Arriva l'ennesuma bocciatura per il governo italiano ma ci sono ancora flebili speranze

I fatti salienti della settimana

La bocciatura annunciata è arrivata. Come ampiamente atteso, la Commissione Europea ha confermato la bocciatura della bozza di bilancio italiana, stante la violazione delle regole del Patto di Stabilità e la poco convincente traiettoria di riduzione del debito.

Non è ancora la procedura per deficit eccessivo, ma ne rappresenta il primo passo. Da adesso in avanti, l’iter sarà grossomodo il seguente: il direttore del Tesoro italiano ha tempo 15 giorni circa per rispondere; ricevuta la risposta, il dossier passa all’Eurogruppo; in ultimo, sarà il Consiglio Europeo a decidere se avviare o no la procedura.

Delusione, intanto, dall’ultima asta del BTP Italia, con la domanda al livello più basso dal 2012.

Brexit, primo ministro May al lavoro. Il primo ministro UK Theresa May è stata molto impegnata, in questi giorni, a portare avanti l’opera diplomatica finalizzata ad arrivare alla Brexit (marzo 2019) nel quadro di una chiara intesa sulle future relazioni commerciali, dopo la bozza di accordo raggiunto con l’UE e approvato dal governo UK – seppure non senza tensioni e resistenze interne – la settimana scorsa.

Lo scoglio resta l’ok da parte del Parlamento UK all’accordo presentato a metà novembre: su questo fronte, l’appuntamento è fissato ai primi di dicembre.

Cina-USA: attesa per il G20. Il Summit Asia-Pacific Economic Cooperation si è concluso, per la prima volta da 25 anni, senza dichiarazione congiunta finale, a causa delle divergenze tra Cina e America.

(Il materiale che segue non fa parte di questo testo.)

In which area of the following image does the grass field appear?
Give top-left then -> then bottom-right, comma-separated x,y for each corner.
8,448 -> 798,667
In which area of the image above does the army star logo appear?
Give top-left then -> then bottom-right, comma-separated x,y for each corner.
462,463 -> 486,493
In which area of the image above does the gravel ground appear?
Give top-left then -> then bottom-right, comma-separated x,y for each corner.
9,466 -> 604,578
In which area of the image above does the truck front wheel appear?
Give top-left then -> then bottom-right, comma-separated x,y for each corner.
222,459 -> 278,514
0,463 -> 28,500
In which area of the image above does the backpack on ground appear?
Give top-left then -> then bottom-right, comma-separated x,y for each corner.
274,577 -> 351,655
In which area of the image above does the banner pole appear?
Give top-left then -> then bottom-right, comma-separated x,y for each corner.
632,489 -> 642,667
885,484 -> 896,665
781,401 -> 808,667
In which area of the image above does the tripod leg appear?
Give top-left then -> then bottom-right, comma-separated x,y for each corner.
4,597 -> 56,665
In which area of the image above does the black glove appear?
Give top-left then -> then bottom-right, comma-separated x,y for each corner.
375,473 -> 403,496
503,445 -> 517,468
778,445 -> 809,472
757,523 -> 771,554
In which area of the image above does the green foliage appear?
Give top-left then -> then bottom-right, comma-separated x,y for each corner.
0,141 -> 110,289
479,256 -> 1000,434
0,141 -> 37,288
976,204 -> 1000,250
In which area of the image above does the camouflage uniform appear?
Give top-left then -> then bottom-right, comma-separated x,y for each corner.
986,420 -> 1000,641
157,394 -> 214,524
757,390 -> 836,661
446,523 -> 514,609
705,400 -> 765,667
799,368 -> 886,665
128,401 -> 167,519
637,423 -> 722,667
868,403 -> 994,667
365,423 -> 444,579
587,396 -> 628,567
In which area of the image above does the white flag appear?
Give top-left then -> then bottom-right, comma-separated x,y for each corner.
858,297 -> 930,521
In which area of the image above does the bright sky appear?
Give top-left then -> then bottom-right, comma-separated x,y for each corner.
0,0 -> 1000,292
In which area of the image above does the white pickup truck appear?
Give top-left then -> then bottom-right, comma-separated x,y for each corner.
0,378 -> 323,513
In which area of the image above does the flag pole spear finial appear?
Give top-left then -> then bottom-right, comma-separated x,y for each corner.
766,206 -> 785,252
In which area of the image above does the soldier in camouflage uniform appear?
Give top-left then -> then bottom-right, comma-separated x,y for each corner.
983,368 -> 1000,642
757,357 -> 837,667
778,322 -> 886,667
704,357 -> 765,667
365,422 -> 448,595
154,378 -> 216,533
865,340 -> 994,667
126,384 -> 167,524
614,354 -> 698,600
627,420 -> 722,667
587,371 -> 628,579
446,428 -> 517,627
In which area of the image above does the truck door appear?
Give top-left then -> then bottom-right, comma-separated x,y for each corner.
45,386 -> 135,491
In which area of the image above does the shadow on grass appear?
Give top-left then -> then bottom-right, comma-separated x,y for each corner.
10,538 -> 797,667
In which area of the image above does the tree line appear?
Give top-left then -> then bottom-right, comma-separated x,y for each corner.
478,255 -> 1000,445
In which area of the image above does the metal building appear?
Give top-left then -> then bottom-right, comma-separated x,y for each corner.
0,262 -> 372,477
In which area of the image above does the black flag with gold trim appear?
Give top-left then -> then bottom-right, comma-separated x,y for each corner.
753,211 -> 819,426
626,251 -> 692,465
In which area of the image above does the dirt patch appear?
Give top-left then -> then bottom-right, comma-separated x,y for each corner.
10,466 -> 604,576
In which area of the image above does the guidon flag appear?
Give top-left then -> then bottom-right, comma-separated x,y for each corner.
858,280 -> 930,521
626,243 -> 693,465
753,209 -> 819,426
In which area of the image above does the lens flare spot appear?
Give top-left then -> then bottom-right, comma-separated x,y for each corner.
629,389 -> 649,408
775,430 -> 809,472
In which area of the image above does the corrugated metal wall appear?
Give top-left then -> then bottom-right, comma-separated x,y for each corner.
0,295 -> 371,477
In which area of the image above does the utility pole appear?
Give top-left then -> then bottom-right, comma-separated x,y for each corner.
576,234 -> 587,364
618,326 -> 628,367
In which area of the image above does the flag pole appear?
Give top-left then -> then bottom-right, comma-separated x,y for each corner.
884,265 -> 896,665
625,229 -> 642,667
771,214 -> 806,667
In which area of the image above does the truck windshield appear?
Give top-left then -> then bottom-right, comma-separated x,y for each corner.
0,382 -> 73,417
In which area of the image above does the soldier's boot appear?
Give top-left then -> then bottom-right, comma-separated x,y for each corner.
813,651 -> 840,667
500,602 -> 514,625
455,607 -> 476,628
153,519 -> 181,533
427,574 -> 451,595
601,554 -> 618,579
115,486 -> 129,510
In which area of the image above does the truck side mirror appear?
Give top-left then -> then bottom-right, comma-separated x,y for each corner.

Appuntamento ora al G20 di Buenos Aires, dove il primo dicembre sono attesi importanti sviluppi tra le due super potenze. “Le negoziazioni sono a un punto decisamente migliore rispetto a qualche settimana fa”, ha dichiarato il consigliere economico della Casa Bianca Larry Kudlow.

 

 

Il grafico della settimana

Petrolio, il calo delle quotazioni prosegue. La flessione del prezzo del barile delle due qualità Brent e WTI continua per la settima settimana consecutiva. I dati dagli Stati Uniti, con le scorte costantemente in crescita da nove settimane, e dall’Arabia Saudita, dove si segnala un eccesso di produzione di 10,7 milioni di barili al giorno, hanno alimentato il calo. L’attesa per la riunione dell’OPEC di Vienna del 6 dicembre, che dovrebbe segnare un nuovo taglio alla produzione, è sempre più alta.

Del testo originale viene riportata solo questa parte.